Operations on Church Lists in Haskell

Question

I am referring to this question

type Churchlist t u = (t->u->u)->u->u

In lambda calculus, lists are encoded as following:

[] := λc. λn. n
[1,2,3] := λc. λn. c 1 (c 2 (c 3 n))

mapChurch :: (t->s) -> (Churchlist t u) -> (Churchlist s u)
mapChurch f l = \c n -> l (c.f) n

I am thinking about what other list functions I could implement on Churchlists and successfully wrote a conc2 function that concatenates 2 church lists

conc2Church l1 l2 c n = l1 c (l2 c n)

I also tried a zipWithChurch that operates like zipWith on normal lists. But i can not find a solution. Can anyone help me?

Answer 1

Do you want to use real tuples, or church tuples? I'll assume the former.

So, start with the desired type signature. You want it to take in 2 different Churchlists and produce a Churchlist of tuples.

churchZip :: Churchlist a u -> Churchlist b u -> Churchlist (a,b) u

Now how would you implement this? Recall that Churchlists are represented by the function that folds over them. So if our result is a Churchlist (a,b) u, we'll want it to have the form of a function of the type ((a,b) -> u -> u) -> u -> u (this is, after all, the equivalent to the type synonym Churchlist (a,b) u).

churchZip l1 l2 c n = ???

What is the next step? Well, that depends. Is l1 empty? What about l2? If either of them are, then you want the result to be the empty list.
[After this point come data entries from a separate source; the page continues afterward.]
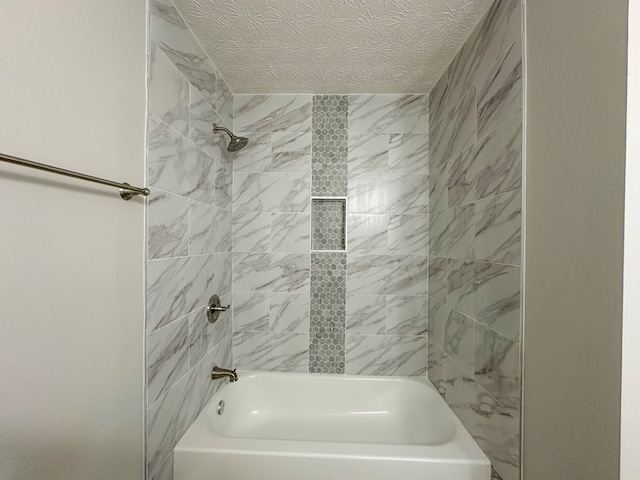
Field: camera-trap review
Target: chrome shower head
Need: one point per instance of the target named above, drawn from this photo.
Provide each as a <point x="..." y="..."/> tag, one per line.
<point x="236" y="143"/>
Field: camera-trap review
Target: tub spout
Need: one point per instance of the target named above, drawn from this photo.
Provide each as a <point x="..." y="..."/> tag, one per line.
<point x="218" y="372"/>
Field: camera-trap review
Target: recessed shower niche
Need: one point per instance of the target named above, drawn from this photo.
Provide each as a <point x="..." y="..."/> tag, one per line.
<point x="328" y="223"/>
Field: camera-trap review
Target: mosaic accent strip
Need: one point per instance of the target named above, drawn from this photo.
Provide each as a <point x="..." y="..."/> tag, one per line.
<point x="328" y="311"/>
<point x="329" y="216"/>
<point x="330" y="142"/>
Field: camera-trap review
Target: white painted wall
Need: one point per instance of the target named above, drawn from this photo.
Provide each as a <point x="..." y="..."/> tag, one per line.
<point x="630" y="421"/>
<point x="72" y="93"/>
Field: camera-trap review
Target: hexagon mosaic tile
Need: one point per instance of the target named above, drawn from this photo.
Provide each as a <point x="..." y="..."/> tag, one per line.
<point x="330" y="143"/>
<point x="328" y="306"/>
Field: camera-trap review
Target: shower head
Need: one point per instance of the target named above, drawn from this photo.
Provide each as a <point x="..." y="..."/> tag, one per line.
<point x="236" y="143"/>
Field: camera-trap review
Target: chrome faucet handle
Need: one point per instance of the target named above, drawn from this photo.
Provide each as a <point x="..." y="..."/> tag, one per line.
<point x="214" y="308"/>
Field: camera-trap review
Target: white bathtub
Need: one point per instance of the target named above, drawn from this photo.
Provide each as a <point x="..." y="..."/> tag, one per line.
<point x="288" y="426"/>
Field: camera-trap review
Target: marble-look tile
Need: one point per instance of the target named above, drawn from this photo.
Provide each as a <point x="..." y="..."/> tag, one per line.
<point x="209" y="229"/>
<point x="250" y="311"/>
<point x="271" y="192"/>
<point x="497" y="162"/>
<point x="272" y="113"/>
<point x="278" y="352"/>
<point x="204" y="336"/>
<point x="223" y="263"/>
<point x="223" y="186"/>
<point x="461" y="232"/>
<point x="500" y="91"/>
<point x="497" y="367"/>
<point x="251" y="232"/>
<point x="497" y="298"/>
<point x="406" y="315"/>
<point x="436" y="368"/>
<point x="490" y="424"/>
<point x="167" y="357"/>
<point x="409" y="153"/>
<point x="223" y="101"/>
<point x="167" y="223"/>
<point x="439" y="226"/>
<point x="408" y="234"/>
<point x="386" y="355"/>
<point x="368" y="193"/>
<point x="389" y="114"/>
<point x="367" y="234"/>
<point x="368" y="153"/>
<point x="289" y="312"/>
<point x="460" y="286"/>
<point x="176" y="165"/>
<point x="291" y="232"/>
<point x="387" y="274"/>
<point x="256" y="156"/>
<point x="498" y="228"/>
<point x="408" y="194"/>
<point x="168" y="91"/>
<point x="455" y="132"/>
<point x="169" y="31"/>
<point x="438" y="267"/>
<point x="459" y="340"/>
<point x="438" y="191"/>
<point x="271" y="272"/>
<point x="366" y="314"/>
<point x="291" y="152"/>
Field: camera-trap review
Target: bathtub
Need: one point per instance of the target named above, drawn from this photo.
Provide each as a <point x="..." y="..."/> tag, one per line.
<point x="289" y="426"/>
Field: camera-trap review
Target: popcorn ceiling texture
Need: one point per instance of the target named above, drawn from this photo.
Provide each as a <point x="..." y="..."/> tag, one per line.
<point x="319" y="46"/>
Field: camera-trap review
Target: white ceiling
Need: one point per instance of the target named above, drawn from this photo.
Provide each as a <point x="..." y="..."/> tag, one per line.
<point x="331" y="46"/>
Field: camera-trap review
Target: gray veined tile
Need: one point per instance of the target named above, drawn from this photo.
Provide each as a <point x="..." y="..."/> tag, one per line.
<point x="256" y="156"/>
<point x="455" y="132"/>
<point x="367" y="234"/>
<point x="408" y="234"/>
<point x="389" y="113"/>
<point x="209" y="229"/>
<point x="409" y="153"/>
<point x="438" y="191"/>
<point x="438" y="267"/>
<point x="497" y="298"/>
<point x="459" y="340"/>
<point x="500" y="91"/>
<point x="272" y="113"/>
<point x="251" y="232"/>
<point x="169" y="31"/>
<point x="280" y="352"/>
<point x="176" y="165"/>
<point x="290" y="232"/>
<point x="368" y="153"/>
<point x="366" y="314"/>
<point x="271" y="192"/>
<point x="408" y="194"/>
<point x="291" y="152"/>
<point x="167" y="233"/>
<point x="497" y="367"/>
<point x="498" y="226"/>
<point x="289" y="312"/>
<point x="386" y="355"/>
<point x="250" y="311"/>
<point x="168" y="91"/>
<point x="271" y="272"/>
<point x="406" y="315"/>
<point x="167" y="357"/>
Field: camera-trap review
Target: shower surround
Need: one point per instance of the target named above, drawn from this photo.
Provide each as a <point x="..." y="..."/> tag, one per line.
<point x="362" y="310"/>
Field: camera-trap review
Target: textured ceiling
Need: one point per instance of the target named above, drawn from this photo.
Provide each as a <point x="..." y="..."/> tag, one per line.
<point x="331" y="46"/>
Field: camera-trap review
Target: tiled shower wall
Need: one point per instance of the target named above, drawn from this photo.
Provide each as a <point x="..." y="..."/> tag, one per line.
<point x="359" y="310"/>
<point x="188" y="233"/>
<point x="475" y="228"/>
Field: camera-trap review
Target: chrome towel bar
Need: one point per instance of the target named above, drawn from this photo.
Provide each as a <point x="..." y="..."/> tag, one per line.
<point x="127" y="192"/>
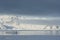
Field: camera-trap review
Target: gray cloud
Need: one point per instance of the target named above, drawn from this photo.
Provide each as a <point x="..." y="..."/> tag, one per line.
<point x="31" y="7"/>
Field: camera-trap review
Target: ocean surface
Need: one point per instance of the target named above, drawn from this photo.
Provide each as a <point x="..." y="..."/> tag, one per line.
<point x="29" y="37"/>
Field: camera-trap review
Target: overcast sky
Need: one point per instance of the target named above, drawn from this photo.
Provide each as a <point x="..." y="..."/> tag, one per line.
<point x="31" y="7"/>
<point x="42" y="8"/>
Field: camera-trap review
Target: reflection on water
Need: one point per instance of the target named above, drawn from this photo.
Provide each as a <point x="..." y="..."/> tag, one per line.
<point x="27" y="32"/>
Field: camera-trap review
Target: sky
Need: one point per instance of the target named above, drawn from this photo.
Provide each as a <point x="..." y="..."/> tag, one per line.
<point x="41" y="8"/>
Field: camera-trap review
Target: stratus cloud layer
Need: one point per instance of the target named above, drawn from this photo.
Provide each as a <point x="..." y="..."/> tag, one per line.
<point x="16" y="21"/>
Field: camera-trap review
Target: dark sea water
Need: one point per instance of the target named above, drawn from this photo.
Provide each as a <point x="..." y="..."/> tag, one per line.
<point x="29" y="37"/>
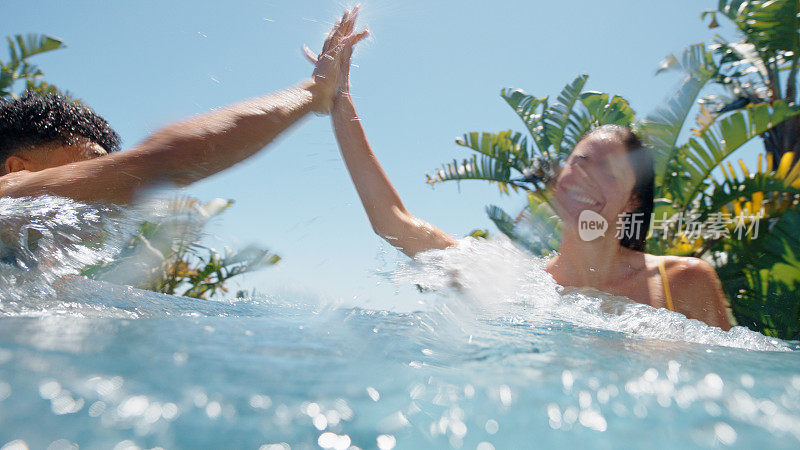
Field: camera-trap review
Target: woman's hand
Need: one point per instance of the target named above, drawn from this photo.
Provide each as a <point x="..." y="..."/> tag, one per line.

Otherwise, you want to pair up the first elements from each list, and then churchZip the rest.

churchZip l1 l2 c n
  | isEmpty l1 || isEmpty l2 = n
  | otherwise                = c (churchHead l1, churchHead l2)
                                 (churchZip (churchTail l1) (churchTail l2) c n

This brings up some questions.

• Are you allowed to write this function recursively? In the pure lambda calculus, you must write recursive functions with the fixpoint operator (aka the y combinator).
• Do you have churchHead, churchTail, and isEmpty available? Are you willing to write them? Can you write them?
• Is there a better way to structure this function? Anything can be done with a fold (remember, l1 and l2 actually are the folding function over themselves), but is that a clean solution to this problem?

Getting up to this point is purely mechanical, assuming a firm understanding of the church encoding of lists. I'll leave the deep thinking up to you, since this is homework.